[edit]
Measuring and Closing the Retrieval Gap in Financial Question Answering
Proceedings of the The 39th Canadian Conference on Artificial Intelligence, PMLR 318:1157-1161, 2026.
Abstract
Retrieval-augmented generation (RAG) is increasingly applied to financial question answering over long regulatory documents, yet evaluations typically measure only chunklevel retrieval or end-to-end answer quality, leaving a systematic understanding of where and why pipelines fail out of reach. We introduce an oracle-based evaluation framework that decomposes retrieval performance into document, page, and chunk discovery, providing empirical upper bounds at each granularity and exposing a consistent retrieval gap that persists even when the correct document is found. We systematically evaluate several retrieval strategies on 150 FinanceBench questions, spanning dense, sparse, hybrid, hierarchical, query reformulation, and reranking methods using a shared multi-document index. Our analysis shows that while methods such as Multi-HyDE and cross-encoder reranking improve document recall, page-level retrieval substantially lags behind oracle bounds across all baselines.
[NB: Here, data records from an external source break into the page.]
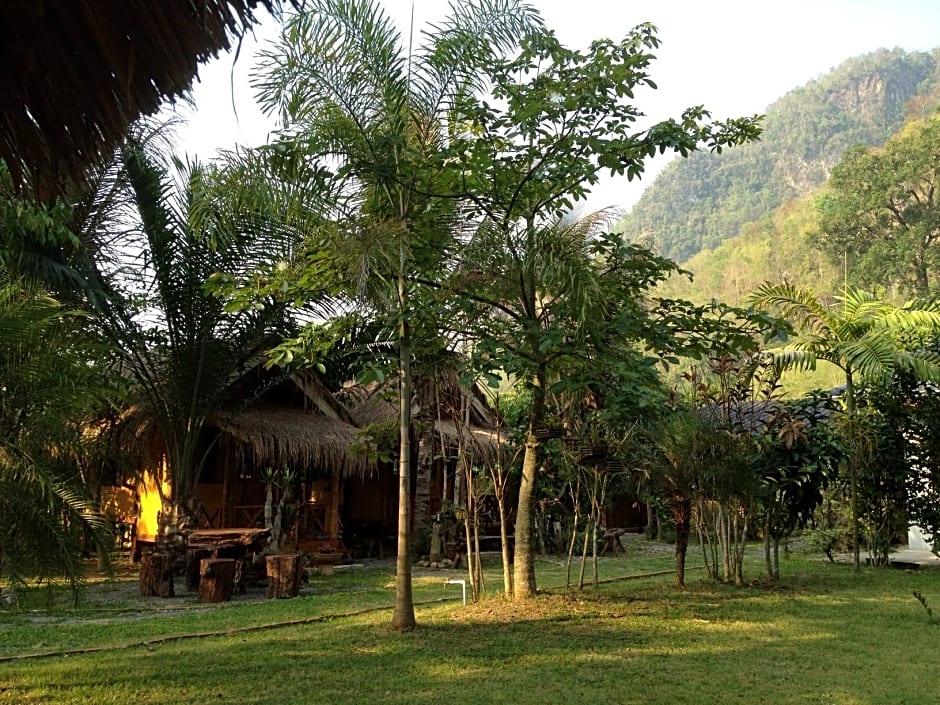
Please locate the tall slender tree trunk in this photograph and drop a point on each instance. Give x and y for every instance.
(682, 512)
(853, 468)
(524, 561)
(403, 617)
(420, 520)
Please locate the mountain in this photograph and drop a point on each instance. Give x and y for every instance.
(699, 202)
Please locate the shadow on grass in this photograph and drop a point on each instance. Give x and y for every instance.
(824, 637)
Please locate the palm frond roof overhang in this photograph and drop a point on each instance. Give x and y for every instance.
(78, 73)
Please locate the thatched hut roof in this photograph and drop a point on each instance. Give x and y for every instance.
(274, 435)
(436, 402)
(78, 72)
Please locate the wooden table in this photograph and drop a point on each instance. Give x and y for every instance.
(239, 543)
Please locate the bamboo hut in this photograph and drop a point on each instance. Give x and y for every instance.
(448, 418)
(291, 421)
(77, 73)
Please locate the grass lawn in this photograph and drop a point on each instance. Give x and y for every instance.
(822, 635)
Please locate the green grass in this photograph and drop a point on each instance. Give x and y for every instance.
(822, 635)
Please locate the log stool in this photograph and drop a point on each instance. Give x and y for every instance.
(156, 575)
(285, 572)
(216, 579)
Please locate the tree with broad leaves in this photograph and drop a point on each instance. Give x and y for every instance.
(881, 211)
(524, 154)
(353, 94)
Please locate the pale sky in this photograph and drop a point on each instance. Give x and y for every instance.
(733, 56)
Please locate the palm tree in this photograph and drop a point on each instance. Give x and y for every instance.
(179, 343)
(50, 389)
(863, 336)
(351, 92)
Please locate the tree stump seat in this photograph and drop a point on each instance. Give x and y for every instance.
(156, 575)
(217, 579)
(285, 573)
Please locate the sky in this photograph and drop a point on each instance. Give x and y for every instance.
(735, 57)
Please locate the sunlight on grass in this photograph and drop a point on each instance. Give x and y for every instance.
(821, 635)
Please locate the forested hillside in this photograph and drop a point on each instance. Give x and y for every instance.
(699, 202)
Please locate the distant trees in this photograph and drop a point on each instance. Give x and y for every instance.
(864, 337)
(881, 210)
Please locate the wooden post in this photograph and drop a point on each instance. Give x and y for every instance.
(333, 522)
(156, 575)
(285, 572)
(216, 579)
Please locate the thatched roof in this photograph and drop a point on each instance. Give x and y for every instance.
(76, 73)
(437, 403)
(275, 435)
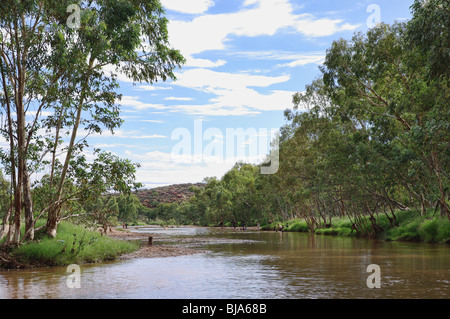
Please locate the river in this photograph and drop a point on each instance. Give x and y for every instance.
(251, 265)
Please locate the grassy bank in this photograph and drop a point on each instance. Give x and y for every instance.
(73, 244)
(410, 226)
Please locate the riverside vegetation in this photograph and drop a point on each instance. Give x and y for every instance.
(364, 152)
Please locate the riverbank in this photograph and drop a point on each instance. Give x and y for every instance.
(147, 250)
(74, 244)
(410, 226)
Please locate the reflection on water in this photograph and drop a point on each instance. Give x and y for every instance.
(253, 265)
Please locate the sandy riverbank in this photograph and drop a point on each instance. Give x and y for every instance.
(150, 251)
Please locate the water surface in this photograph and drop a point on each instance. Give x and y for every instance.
(255, 265)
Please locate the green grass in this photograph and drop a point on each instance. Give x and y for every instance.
(410, 226)
(72, 245)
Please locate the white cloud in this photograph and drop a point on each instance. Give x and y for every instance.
(235, 93)
(188, 6)
(153, 88)
(127, 134)
(266, 17)
(133, 102)
(173, 98)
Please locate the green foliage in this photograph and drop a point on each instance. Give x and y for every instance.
(73, 244)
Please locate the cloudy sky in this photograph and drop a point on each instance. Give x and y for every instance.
(245, 60)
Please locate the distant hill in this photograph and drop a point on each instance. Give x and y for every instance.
(166, 194)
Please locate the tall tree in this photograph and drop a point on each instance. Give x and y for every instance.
(50, 66)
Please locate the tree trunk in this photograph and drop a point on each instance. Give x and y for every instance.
(4, 230)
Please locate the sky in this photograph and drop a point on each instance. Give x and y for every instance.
(244, 61)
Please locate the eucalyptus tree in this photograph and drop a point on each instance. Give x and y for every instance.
(59, 64)
(380, 81)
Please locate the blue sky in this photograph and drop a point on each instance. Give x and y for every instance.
(245, 60)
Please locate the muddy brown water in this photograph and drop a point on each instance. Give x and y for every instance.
(253, 265)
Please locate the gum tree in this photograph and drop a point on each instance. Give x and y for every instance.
(59, 79)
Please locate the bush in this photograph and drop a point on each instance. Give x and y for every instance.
(73, 244)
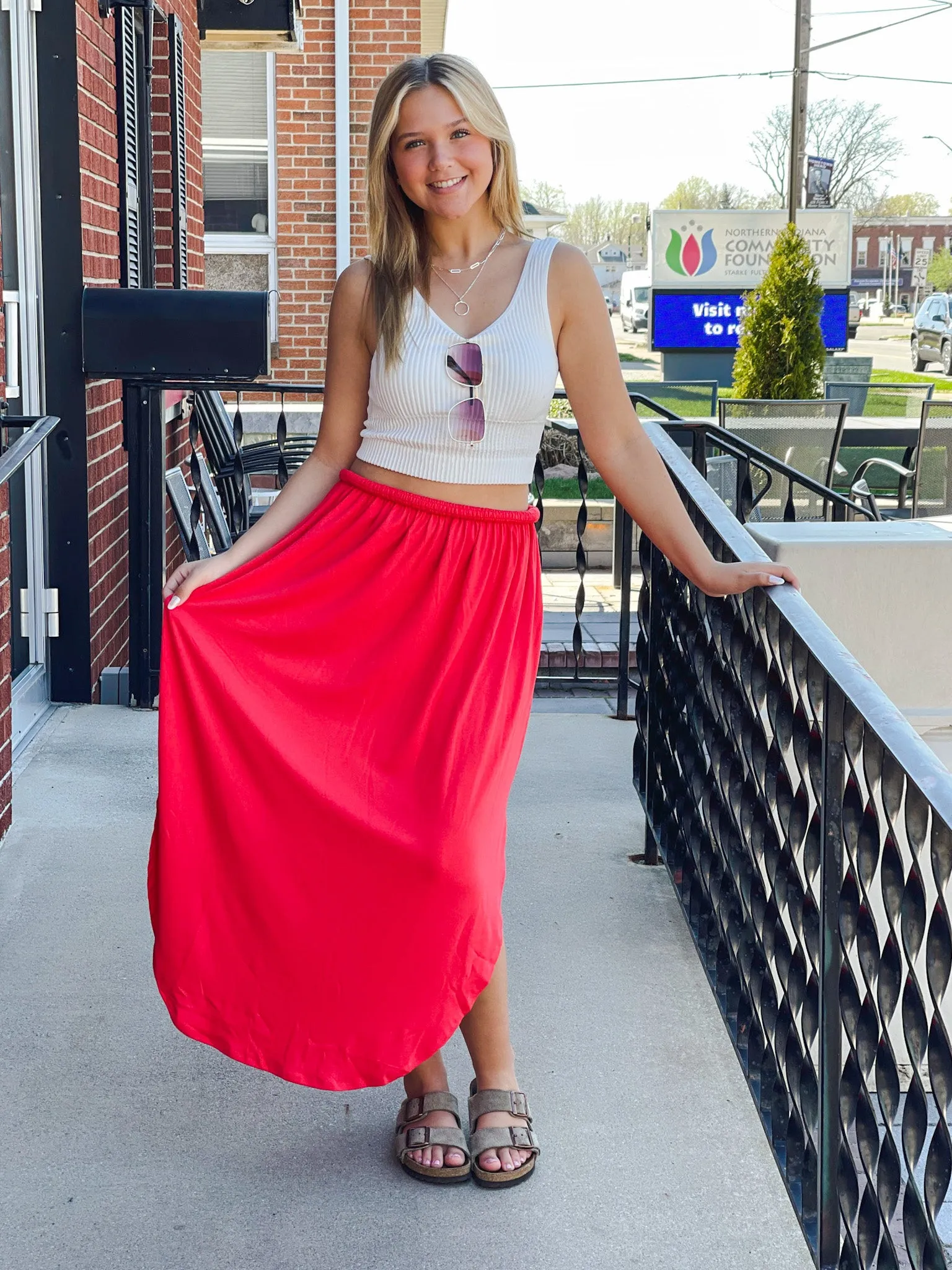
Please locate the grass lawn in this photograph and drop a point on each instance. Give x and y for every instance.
(564, 487)
(943, 383)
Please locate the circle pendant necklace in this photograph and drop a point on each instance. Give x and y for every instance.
(461, 308)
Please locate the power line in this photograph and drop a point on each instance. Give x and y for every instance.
(687, 79)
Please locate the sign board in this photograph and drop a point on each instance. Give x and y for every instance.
(819, 174)
(708, 249)
(702, 321)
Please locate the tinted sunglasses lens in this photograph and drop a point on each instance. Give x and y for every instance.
(467, 422)
(465, 365)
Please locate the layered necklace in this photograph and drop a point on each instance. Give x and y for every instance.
(461, 308)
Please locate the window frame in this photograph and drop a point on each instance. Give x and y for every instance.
(252, 243)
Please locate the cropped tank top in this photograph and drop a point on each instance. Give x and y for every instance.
(407, 427)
We further break down performance by question type and document type, revealing that retrieval difficulty varies significantly across these dimensions and that no single strategy closes the gap uniformly. As a targeted intervention, we introduce a domain fine-tuned page scorer that ranks pages before chunk retrieval, achieving strong gains under cross-validation, suggesting that domain-specific and page-level modeling is a promising direction.